Öğret, Özgür. “News blackout deepens Turkey press freedom doubts.” CPJ Blog, May 17, 2013.
Although the ban was recently lifted, readers who click on the above URL will find a damning story about the character of President Erdogan’s autocracy.
Although a party to NATO security arrangements, a Turkish state evaluated today on its anti-democratic and authoritarian drift would seem a far cry from any European open society.
The good news here may be hinted at by this partial quotation from the same piece: ” . . . but a court in Hatay lifted the ban, just like the Reyhanli court had imposed it.”
In President Erdogan’s Turkey, the autocrat has yet to get a free ride.
Take a look with me at another article posted earlier this year, this one by Al Jazeera:
“There was no [physical] torture but without [a real] reason to be arrested, it was torture to be treated like a terrorist. Everyone is looking at you like you’re a monster,” Zarakolu told Al Jazeera from a café near his home in Istanbul.

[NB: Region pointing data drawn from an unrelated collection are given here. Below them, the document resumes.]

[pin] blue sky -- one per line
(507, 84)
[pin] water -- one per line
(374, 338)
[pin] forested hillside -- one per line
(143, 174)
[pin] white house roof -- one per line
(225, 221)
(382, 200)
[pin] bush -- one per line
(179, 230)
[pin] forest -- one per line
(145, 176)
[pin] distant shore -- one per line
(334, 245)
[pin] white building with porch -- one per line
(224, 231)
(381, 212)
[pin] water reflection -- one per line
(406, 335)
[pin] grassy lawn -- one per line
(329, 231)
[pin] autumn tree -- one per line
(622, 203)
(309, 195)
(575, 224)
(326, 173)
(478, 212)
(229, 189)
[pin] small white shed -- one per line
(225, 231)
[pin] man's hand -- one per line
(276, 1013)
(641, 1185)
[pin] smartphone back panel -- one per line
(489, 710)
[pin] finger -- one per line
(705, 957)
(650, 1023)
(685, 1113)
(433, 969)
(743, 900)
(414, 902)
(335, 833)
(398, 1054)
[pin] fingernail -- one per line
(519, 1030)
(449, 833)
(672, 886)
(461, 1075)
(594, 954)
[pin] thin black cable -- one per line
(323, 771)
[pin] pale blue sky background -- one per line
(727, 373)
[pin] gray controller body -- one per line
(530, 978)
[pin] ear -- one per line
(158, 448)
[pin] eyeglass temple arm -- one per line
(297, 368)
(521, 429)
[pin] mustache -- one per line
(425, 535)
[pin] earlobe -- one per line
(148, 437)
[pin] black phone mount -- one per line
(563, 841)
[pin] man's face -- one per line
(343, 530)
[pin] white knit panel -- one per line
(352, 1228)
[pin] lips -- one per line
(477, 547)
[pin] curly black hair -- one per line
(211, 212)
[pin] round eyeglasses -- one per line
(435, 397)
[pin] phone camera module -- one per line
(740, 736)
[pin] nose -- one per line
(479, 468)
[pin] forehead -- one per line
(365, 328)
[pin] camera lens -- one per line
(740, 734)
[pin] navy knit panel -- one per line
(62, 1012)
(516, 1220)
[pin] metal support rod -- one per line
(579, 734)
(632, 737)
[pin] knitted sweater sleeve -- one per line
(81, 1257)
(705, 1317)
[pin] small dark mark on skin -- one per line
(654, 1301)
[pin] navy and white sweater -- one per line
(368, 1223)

The speaker authored articles and published books by Kurdish and Armenian writers of their audiences.
The article will go on to note that Turkish authorities believe they have cause in that the journalists swept into its prisons may have additional roles in illegal organizations, and in this day of “advocacy journalism”, that may be true. Still, it may be too easy to turn the intellectual adversaries of the state into alleged terrorists and thereby remove a part of their ideas and observations from public view.
Measuring strictly in terms of imprisonments, Turkey—a longtime American ally, member of NATO, and showcase Muslim democracy—appears to be the most repressive country in the world.
According to the Journalists Union of Turkey, ninety-four reporters are currently imprisoned for doing their jobs.
Filkins, Dexter. “Turkey’s Jailed Journalists.” The New Yorker, March 9, 2012.
Filkins, whom I consider a journalist’s journalist — truly, the best of the best — goes on to note in The New Yorker piece that “. . . more than seven hundred people have been arrested, including members of paliament, army officers, university rectors, the heads of aid organizations, and the owners of television networks” since Erdogan’s rise to power in 2007.
Turkey’s “journalism watch” story, as bad as it may be, stretches across and more deeply into the nation’s education, information, and military communities, effectively transforming Filkin’s noted “showcase Muslim democracy”) toward the too familiar “Muslim dictatorship”.
However, as noted, Erdogan’s efforts toward consolidating his power and controlling the intellectual experience of his countrymen are not unbounded, unnoticed, or without impedance.